Iman yang Haqqul Yaqin
Oleh : pak Agus Balung
Kali ini mari kita mencoba berbicara
dan menggali tentang “Iman”. Secara definitif menurut bahasa, iman adalah “pembenaran
hati”. Sedangkan menurut
istilah, iman adalah “Membenarkan
dengan hati , mengikrarkan dengan lisan, dan mengamalkan dengan anggauta badan”.

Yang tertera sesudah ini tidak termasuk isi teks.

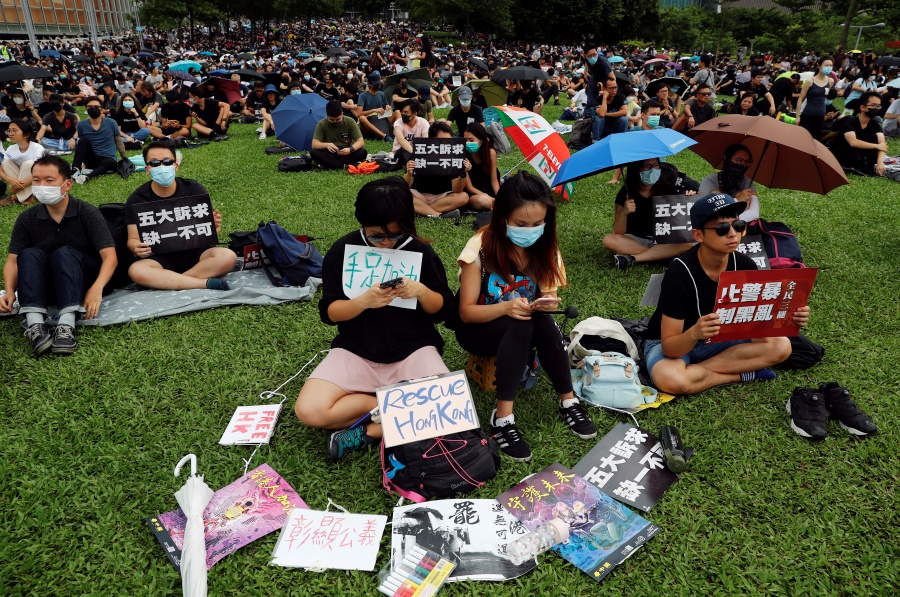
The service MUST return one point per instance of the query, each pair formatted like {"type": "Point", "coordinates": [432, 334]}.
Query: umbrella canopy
{"type": "Point", "coordinates": [542, 146]}
{"type": "Point", "coordinates": [617, 150]}
{"type": "Point", "coordinates": [296, 118]}
{"type": "Point", "coordinates": [13, 71]}
{"type": "Point", "coordinates": [193, 498]}
{"type": "Point", "coordinates": [185, 65]}
{"type": "Point", "coordinates": [519, 73]}
{"type": "Point", "coordinates": [784, 156]}
{"type": "Point", "coordinates": [416, 79]}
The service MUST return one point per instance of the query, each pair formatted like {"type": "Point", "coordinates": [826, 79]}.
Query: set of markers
{"type": "Point", "coordinates": [420, 573]}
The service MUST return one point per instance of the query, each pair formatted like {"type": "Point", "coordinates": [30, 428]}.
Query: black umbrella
{"type": "Point", "coordinates": [519, 73]}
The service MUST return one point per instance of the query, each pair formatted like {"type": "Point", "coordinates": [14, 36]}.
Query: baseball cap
{"type": "Point", "coordinates": [709, 206]}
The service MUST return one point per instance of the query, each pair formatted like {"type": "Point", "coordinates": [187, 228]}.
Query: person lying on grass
{"type": "Point", "coordinates": [192, 268]}
{"type": "Point", "coordinates": [678, 357]}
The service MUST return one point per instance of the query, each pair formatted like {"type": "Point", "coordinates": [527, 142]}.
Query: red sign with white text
{"type": "Point", "coordinates": [761, 303]}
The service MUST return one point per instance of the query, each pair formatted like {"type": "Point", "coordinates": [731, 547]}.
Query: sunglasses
{"type": "Point", "coordinates": [722, 228]}
{"type": "Point", "coordinates": [165, 162]}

Kalau didefinisikan menurut kata
hati, sebenarnya kita lebih suka menyebut iman sebagai ‘rasa
yakin’. Sebab, ‘yakin’ memiliki bobot lebih besar
dibandingkan dengan ‘percaya’. Dan oleh karenanya, ‘yakin’ memiliki kualitas bertingkat-tingkat seiring dengan proses
keimanan yang terjadi. Di dalam Islam
dikenal istilah ‘ilmul yaqin, ‘ainul yaqin,
dan haqqul yaqin.
Keimanan yang diperoleh dengan
mudah, akan runtuh dengan mudah. Sebaliknya, keimanan yang diperoleh dengan
perjuangan dan proses yang panjang, akan berakar kokoh di dalam sanubari. Tak
mudah tergoyahkan, tak mudah dibeli, atau apa lagi diruntuhkan. Ia seperti
pohon yang akarnya menghunjam kuat ke dalam tanah, dan cabang-cabangnya
menjulang ke langit. Begitulah Al Qur’an memberikan perumpamaan.

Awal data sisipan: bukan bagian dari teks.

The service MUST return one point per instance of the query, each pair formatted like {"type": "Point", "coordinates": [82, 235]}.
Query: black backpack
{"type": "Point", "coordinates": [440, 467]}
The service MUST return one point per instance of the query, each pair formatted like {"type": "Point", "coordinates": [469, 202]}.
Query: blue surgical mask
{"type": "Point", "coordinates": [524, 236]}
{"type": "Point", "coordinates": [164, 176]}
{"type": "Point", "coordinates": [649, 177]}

‘’Tidakkah kamu perhatikan bagaimana Allah telah membuat
perumpamaan kalimat yang baik seperti pohon yang baik, akarnya teguh dan
cabangnya (menjulang) ke langit. Pohon itu memberikan buahnya pada setiap musim
dengan seizin Tuhannya. Allah membuat perumpamaan-perumpamaan itu untuk manusia
supaya mereka selalu ingat.’’
[QS. Ibrahim: 24]
Level paling bawah dari sebuah
keimanan atau keyakinan adalah ‘ilmul
yaqin. Yakni, keyakinan yang
diperoleh lewat proses pembelajaran dari orang lain, bisa guru, orang tua,
ataupun teman. Kepahaman yang baik terhadap suatu persoalan bakal memunculkan
keyakinan, meskipun ia belum mengalami sendiri. Misal, ketika kita bertanya
kepada seseorang: ‘’apakah Anda yakin Allah itu ada?’’. Bagi seseorang
yang sudah belajar tentang eksistensi Sang Pencipta alam semesta, boleh jadi
dia akan mengatakan: ‘’ya saya yakin Allah itu ada!”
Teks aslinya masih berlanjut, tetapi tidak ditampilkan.